Reward Processor Entries

name: time_reward # Processor name
class: saferl.aerospace.tasks.docking.processors.TimeRewardProcessor # Processor class
config: # Processor-dependent configuration
    reward: -0.001

Reward processors define how rewards are computed during agent training. Each reward processor uses information in the simulation state and/or the simulation status (see below) to compute a reward for an agent. All reward processors execute in the order given by the configuration file at each time step of the simulation.

Reward processor entries in a custom YAML configuration file consist of three primary keys:

  • name
  • class
  • config

Name

The name key points to a string value denoting the name of the reward processor in the simulation. The processor can be easily referenced by its name throughout the rest of the configuration file.

Class

The class key points to a string value containing the python import path of the class definition used to instantiate the reward processor in the simulation. This class must inherit from the saferl.environment.tasks.processor.processors.RewardProcessor class.

Config

The config key points to a (potentially empty) dictionary of key-value pairs. The contents of this configuration dictionary include a configuration which is dependent on the expected configuration parameters of the observation processor class. For example, the saferl.aerospace.tasks.docking.processors.TimeRewardProcessor class can take a reward key-value configuration, which defines the reward value associated with time taken to complete the task.

Status Processor Entries

name: in_docking # Processor name
class: saferl.aerospace.tasks.docking.processors.InDockingStatusProcessor # Processor class
config: # Processor-dependent configuration
    deputy: deputy
    docking_region: docking_region

Status processors are used to compute specific status information of interest to the task from the raw simulation state (e.g. distance between two environment objects). These statuses can inform other status or reward processors. All status processors execute in the order given by the configuration file at each time step of the simulation.

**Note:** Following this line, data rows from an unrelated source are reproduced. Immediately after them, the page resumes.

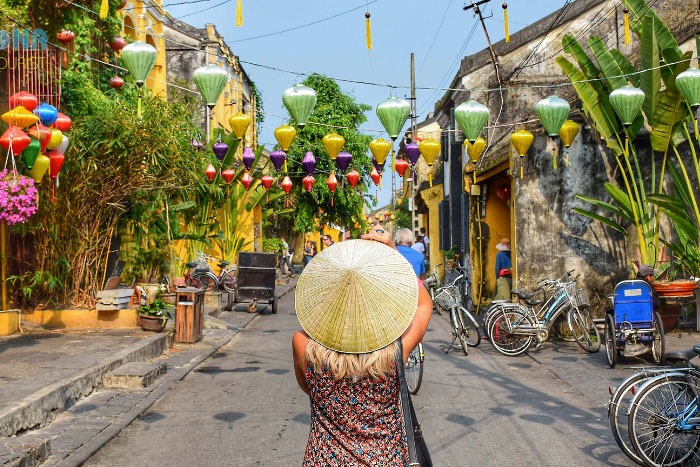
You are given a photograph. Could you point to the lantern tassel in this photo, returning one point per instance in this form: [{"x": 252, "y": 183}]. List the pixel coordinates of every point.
[
  {"x": 104, "y": 9},
  {"x": 239, "y": 14},
  {"x": 369, "y": 31}
]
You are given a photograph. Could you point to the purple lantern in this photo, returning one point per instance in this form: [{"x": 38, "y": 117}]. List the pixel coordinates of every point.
[
  {"x": 248, "y": 157},
  {"x": 220, "y": 149},
  {"x": 343, "y": 161},
  {"x": 278, "y": 157},
  {"x": 412, "y": 152},
  {"x": 309, "y": 163}
]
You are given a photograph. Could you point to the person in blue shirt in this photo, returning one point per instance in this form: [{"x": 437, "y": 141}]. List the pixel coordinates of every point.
[
  {"x": 404, "y": 240},
  {"x": 504, "y": 265}
]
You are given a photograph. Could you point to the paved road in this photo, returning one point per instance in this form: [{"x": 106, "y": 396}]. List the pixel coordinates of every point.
[{"x": 242, "y": 407}]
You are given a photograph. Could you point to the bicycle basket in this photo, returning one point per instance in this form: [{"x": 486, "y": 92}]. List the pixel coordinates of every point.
[{"x": 447, "y": 297}]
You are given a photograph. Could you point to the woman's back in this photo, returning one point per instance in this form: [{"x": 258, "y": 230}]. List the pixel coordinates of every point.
[{"x": 355, "y": 422}]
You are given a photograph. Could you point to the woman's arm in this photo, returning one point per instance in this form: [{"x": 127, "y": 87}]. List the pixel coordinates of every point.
[
  {"x": 299, "y": 342},
  {"x": 416, "y": 330}
]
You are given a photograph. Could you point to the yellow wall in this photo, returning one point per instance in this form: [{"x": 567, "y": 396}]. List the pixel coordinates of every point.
[{"x": 9, "y": 322}]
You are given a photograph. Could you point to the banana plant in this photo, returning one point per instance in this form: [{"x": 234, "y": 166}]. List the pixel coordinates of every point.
[{"x": 665, "y": 111}]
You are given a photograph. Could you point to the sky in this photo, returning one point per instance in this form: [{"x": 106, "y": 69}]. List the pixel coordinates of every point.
[{"x": 435, "y": 30}]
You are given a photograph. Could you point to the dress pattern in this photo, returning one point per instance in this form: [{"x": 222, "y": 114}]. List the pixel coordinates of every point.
[{"x": 355, "y": 423}]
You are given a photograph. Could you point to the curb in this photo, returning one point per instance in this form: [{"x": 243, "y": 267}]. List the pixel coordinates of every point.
[{"x": 41, "y": 407}]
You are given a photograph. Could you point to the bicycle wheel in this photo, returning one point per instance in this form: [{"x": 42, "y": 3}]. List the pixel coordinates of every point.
[
  {"x": 584, "y": 329},
  {"x": 458, "y": 331},
  {"x": 618, "y": 410},
  {"x": 610, "y": 341},
  {"x": 503, "y": 334},
  {"x": 413, "y": 369},
  {"x": 470, "y": 328},
  {"x": 203, "y": 281},
  {"x": 658, "y": 345},
  {"x": 655, "y": 423}
]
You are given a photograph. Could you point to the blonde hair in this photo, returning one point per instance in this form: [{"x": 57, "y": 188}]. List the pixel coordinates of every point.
[{"x": 375, "y": 365}]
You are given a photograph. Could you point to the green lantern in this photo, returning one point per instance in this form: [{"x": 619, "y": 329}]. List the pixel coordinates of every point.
[
  {"x": 393, "y": 114},
  {"x": 552, "y": 112},
  {"x": 688, "y": 83},
  {"x": 210, "y": 81},
  {"x": 627, "y": 102},
  {"x": 139, "y": 58},
  {"x": 471, "y": 116},
  {"x": 300, "y": 101}
]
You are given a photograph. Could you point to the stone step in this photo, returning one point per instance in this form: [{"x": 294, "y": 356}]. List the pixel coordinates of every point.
[{"x": 134, "y": 375}]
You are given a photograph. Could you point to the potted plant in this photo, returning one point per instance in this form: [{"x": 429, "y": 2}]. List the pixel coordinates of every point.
[
  {"x": 449, "y": 257},
  {"x": 155, "y": 315}
]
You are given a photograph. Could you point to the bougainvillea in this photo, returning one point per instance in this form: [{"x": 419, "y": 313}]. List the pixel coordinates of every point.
[{"x": 18, "y": 198}]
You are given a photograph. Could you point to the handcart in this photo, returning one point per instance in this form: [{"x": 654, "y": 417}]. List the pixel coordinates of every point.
[
  {"x": 633, "y": 327},
  {"x": 256, "y": 279}
]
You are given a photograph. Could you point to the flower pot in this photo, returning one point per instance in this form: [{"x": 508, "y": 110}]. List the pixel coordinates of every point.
[{"x": 152, "y": 323}]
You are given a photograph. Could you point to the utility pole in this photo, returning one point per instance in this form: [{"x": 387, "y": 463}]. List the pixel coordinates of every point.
[
  {"x": 413, "y": 137},
  {"x": 477, "y": 11}
]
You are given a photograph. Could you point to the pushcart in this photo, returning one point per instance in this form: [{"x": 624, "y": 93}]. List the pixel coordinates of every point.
[
  {"x": 256, "y": 279},
  {"x": 633, "y": 327}
]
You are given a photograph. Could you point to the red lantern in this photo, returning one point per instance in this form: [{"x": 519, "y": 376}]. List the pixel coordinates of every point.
[
  {"x": 211, "y": 172},
  {"x": 228, "y": 175},
  {"x": 117, "y": 43},
  {"x": 63, "y": 122},
  {"x": 353, "y": 177},
  {"x": 117, "y": 82},
  {"x": 503, "y": 192},
  {"x": 56, "y": 160},
  {"x": 246, "y": 180},
  {"x": 16, "y": 139},
  {"x": 42, "y": 134},
  {"x": 25, "y": 99},
  {"x": 308, "y": 182},
  {"x": 375, "y": 175},
  {"x": 401, "y": 166}
]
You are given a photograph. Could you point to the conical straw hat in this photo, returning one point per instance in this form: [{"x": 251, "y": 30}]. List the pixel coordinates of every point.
[{"x": 356, "y": 296}]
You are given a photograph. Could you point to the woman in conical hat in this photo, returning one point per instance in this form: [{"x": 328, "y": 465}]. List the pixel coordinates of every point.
[{"x": 354, "y": 301}]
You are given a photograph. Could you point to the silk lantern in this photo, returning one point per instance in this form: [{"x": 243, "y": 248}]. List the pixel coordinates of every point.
[
  {"x": 139, "y": 58},
  {"x": 471, "y": 116},
  {"x": 15, "y": 140},
  {"x": 19, "y": 117},
  {"x": 210, "y": 172},
  {"x": 429, "y": 149},
  {"x": 239, "y": 124},
  {"x": 25, "y": 99},
  {"x": 41, "y": 165},
  {"x": 278, "y": 159},
  {"x": 567, "y": 133},
  {"x": 552, "y": 112},
  {"x": 30, "y": 154},
  {"x": 300, "y": 101},
  {"x": 521, "y": 141},
  {"x": 393, "y": 114}
]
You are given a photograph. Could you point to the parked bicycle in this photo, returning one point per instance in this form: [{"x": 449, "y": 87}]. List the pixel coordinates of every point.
[
  {"x": 512, "y": 327},
  {"x": 464, "y": 326}
]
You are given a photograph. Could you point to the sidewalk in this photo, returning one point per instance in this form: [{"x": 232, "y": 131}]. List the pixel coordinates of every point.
[{"x": 51, "y": 407}]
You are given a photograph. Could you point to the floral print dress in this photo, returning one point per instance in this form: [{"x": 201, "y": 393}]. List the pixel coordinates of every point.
[{"x": 355, "y": 423}]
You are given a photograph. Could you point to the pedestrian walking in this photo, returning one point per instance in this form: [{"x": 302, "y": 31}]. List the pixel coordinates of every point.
[
  {"x": 286, "y": 258},
  {"x": 358, "y": 306},
  {"x": 404, "y": 242}
]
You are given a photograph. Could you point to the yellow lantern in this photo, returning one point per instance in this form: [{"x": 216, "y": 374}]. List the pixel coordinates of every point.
[
  {"x": 380, "y": 150},
  {"x": 333, "y": 143},
  {"x": 429, "y": 149},
  {"x": 239, "y": 124},
  {"x": 19, "y": 117},
  {"x": 567, "y": 133},
  {"x": 521, "y": 141},
  {"x": 56, "y": 138}
]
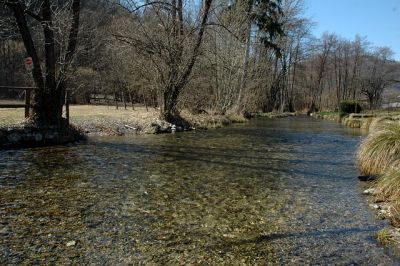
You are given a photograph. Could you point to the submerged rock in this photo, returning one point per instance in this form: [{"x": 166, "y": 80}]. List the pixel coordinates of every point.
[{"x": 71, "y": 243}]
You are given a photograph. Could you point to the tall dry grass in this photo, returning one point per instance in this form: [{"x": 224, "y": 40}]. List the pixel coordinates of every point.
[
  {"x": 387, "y": 187},
  {"x": 380, "y": 149}
]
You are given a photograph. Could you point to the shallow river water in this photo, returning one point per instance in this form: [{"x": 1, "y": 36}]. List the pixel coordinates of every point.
[{"x": 265, "y": 193}]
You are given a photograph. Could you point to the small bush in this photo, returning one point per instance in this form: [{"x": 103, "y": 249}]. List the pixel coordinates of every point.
[
  {"x": 388, "y": 185},
  {"x": 349, "y": 107},
  {"x": 379, "y": 150}
]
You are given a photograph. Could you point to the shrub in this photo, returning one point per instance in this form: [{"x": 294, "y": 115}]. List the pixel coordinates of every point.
[
  {"x": 349, "y": 107},
  {"x": 379, "y": 150},
  {"x": 388, "y": 185}
]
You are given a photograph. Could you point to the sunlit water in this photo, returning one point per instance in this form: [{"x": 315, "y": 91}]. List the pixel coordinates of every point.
[{"x": 270, "y": 192}]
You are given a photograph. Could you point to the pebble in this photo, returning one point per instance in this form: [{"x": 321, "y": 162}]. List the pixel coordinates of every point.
[
  {"x": 71, "y": 243},
  {"x": 369, "y": 191},
  {"x": 375, "y": 206}
]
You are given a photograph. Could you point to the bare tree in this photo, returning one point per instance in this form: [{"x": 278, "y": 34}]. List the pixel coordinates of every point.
[{"x": 50, "y": 77}]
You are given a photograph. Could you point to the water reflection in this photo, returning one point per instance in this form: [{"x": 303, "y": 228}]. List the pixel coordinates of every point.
[{"x": 270, "y": 192}]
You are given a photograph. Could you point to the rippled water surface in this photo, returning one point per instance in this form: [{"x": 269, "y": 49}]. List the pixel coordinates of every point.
[{"x": 269, "y": 192}]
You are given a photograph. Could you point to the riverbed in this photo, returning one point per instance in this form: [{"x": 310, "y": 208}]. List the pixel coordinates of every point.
[{"x": 272, "y": 191}]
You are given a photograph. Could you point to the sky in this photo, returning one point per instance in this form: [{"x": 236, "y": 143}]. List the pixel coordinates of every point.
[{"x": 378, "y": 20}]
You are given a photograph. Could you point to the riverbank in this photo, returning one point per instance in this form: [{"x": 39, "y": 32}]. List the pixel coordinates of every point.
[
  {"x": 99, "y": 120},
  {"x": 378, "y": 160}
]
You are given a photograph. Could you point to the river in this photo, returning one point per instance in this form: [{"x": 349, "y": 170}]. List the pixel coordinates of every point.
[{"x": 269, "y": 192}]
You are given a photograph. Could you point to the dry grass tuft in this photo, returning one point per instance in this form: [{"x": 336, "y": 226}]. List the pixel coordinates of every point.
[
  {"x": 387, "y": 187},
  {"x": 380, "y": 123},
  {"x": 379, "y": 150}
]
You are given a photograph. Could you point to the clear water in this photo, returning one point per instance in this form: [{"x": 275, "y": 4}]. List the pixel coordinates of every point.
[{"x": 269, "y": 192}]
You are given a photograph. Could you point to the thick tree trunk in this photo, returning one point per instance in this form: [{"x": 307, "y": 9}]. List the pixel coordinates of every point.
[
  {"x": 177, "y": 82},
  {"x": 48, "y": 97}
]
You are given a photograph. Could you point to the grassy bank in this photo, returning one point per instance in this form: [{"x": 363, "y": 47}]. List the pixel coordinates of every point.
[
  {"x": 379, "y": 155},
  {"x": 107, "y": 120}
]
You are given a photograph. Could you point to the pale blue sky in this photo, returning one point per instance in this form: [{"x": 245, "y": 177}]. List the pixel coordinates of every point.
[{"x": 378, "y": 20}]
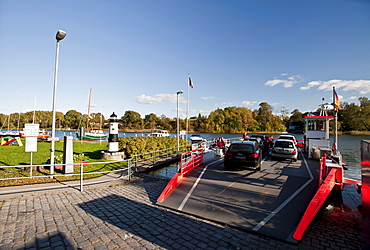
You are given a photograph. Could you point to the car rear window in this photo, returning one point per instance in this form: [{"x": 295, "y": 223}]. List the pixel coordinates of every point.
[
  {"x": 286, "y": 137},
  {"x": 284, "y": 144},
  {"x": 242, "y": 147}
]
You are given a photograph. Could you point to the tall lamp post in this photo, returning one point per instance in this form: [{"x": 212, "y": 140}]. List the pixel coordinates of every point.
[
  {"x": 178, "y": 125},
  {"x": 59, "y": 36}
]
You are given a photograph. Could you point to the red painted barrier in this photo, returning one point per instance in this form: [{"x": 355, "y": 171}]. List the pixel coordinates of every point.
[
  {"x": 316, "y": 204},
  {"x": 188, "y": 161}
]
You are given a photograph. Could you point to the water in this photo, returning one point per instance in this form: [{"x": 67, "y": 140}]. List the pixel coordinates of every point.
[{"x": 349, "y": 146}]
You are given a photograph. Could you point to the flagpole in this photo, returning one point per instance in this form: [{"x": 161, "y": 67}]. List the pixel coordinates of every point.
[
  {"x": 187, "y": 112},
  {"x": 335, "y": 97}
]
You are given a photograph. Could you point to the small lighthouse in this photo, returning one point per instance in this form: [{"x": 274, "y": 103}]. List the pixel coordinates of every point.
[
  {"x": 113, "y": 133},
  {"x": 113, "y": 153}
]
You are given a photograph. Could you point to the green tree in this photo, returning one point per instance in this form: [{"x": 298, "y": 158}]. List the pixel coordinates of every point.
[{"x": 151, "y": 121}]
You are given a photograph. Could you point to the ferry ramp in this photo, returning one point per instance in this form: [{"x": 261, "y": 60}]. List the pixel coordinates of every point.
[{"x": 270, "y": 202}]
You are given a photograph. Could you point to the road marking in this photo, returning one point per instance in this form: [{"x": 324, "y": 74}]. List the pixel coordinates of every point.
[
  {"x": 279, "y": 208},
  {"x": 195, "y": 184}
]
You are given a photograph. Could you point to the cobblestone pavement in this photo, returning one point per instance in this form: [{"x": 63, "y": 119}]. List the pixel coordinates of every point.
[{"x": 124, "y": 216}]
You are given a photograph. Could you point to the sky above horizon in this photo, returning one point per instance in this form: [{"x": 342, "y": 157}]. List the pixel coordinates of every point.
[{"x": 136, "y": 55}]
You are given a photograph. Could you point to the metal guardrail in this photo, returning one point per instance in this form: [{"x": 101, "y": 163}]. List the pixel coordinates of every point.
[{"x": 153, "y": 157}]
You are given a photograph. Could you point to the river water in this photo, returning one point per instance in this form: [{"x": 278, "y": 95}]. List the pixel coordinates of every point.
[{"x": 349, "y": 146}]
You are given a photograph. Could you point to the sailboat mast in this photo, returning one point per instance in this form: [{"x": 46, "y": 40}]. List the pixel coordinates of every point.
[{"x": 88, "y": 110}]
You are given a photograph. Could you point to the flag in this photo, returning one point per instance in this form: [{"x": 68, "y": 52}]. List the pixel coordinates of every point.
[
  {"x": 190, "y": 82},
  {"x": 335, "y": 100}
]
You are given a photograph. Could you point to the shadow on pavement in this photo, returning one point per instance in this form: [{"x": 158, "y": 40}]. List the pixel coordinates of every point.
[{"x": 163, "y": 228}]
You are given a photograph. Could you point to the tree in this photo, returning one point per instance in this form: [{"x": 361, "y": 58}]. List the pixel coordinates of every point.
[
  {"x": 151, "y": 121},
  {"x": 265, "y": 116}
]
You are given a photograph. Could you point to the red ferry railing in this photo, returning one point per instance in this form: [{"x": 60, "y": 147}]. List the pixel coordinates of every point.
[
  {"x": 325, "y": 187},
  {"x": 327, "y": 182},
  {"x": 188, "y": 161}
]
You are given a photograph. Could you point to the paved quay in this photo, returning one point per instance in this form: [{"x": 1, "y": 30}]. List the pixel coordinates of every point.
[{"x": 123, "y": 215}]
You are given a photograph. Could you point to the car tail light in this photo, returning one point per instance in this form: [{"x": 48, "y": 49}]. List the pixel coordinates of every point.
[
  {"x": 228, "y": 155},
  {"x": 254, "y": 155}
]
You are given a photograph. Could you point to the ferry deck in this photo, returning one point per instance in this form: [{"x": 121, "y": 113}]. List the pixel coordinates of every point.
[{"x": 270, "y": 202}]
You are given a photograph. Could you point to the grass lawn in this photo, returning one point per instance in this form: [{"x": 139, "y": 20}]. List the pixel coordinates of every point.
[{"x": 14, "y": 155}]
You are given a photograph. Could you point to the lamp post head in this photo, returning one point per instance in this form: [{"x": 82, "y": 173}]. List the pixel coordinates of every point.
[{"x": 61, "y": 34}]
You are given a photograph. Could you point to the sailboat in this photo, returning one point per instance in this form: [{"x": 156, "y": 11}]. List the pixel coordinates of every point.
[{"x": 90, "y": 134}]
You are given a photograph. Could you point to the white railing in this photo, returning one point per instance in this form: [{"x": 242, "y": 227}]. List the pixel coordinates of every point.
[{"x": 123, "y": 170}]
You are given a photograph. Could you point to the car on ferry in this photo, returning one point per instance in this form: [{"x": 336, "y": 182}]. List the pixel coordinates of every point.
[
  {"x": 284, "y": 149},
  {"x": 288, "y": 137},
  {"x": 256, "y": 139},
  {"x": 243, "y": 154},
  {"x": 261, "y": 136}
]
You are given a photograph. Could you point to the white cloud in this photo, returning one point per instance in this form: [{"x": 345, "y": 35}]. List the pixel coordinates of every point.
[
  {"x": 159, "y": 98},
  {"x": 249, "y": 103},
  {"x": 361, "y": 86},
  {"x": 208, "y": 98},
  {"x": 287, "y": 83},
  {"x": 310, "y": 85}
]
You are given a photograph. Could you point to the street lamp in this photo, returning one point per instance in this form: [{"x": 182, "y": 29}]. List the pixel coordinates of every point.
[
  {"x": 59, "y": 36},
  {"x": 178, "y": 126}
]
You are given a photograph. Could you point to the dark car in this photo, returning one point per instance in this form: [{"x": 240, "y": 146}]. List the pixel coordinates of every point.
[
  {"x": 263, "y": 137},
  {"x": 284, "y": 149},
  {"x": 256, "y": 139},
  {"x": 243, "y": 154}
]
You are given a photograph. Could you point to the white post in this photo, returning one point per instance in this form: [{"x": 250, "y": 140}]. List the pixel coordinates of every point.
[
  {"x": 59, "y": 36},
  {"x": 178, "y": 125}
]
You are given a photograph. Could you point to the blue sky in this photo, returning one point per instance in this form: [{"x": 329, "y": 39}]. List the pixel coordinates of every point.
[{"x": 135, "y": 55}]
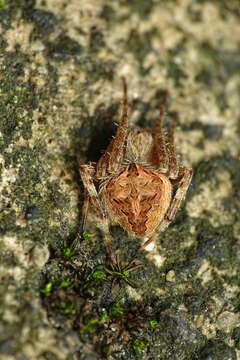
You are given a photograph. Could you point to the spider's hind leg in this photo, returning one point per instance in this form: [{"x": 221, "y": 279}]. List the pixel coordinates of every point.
[{"x": 87, "y": 173}]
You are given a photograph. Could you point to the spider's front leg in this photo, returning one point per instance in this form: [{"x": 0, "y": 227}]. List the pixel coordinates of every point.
[{"x": 87, "y": 173}]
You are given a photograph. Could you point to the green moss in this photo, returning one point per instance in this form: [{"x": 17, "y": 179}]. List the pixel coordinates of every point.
[
  {"x": 98, "y": 274},
  {"x": 116, "y": 311},
  {"x": 47, "y": 288},
  {"x": 2, "y": 4},
  {"x": 68, "y": 253},
  {"x": 137, "y": 345}
]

Status processor entries in a custom YAML configuration file consist of three primary keys:

  • name
  • class
  • config

Name

The name key points to a string value denoting the name of the status processor in the simulation. The processor can be easily referenced by its name throughout the rest of the configuration file.

Class

The class key points to a string value containing the python import path of the class definition used to instantiate the status processor in the simulation. This class must inherit from the saferl.environment.tasks.processor.processors.StatusProcessor class.

Config

The config key points to a (potentially empty) dictionary of key-value pairs. The contents of this configuration dictionary include a configuration which is dependent on the expected configuration parameters of the observation processor class. For example, the saferl.aerospace.tasks.docking.processors.InDockingStatusProcessor class can take a deputy key-value configuration, which registers the name of the deputy environment object in the simulation, and a docking_region key-value configuration which registers the name of the docking region environment object in the simulation.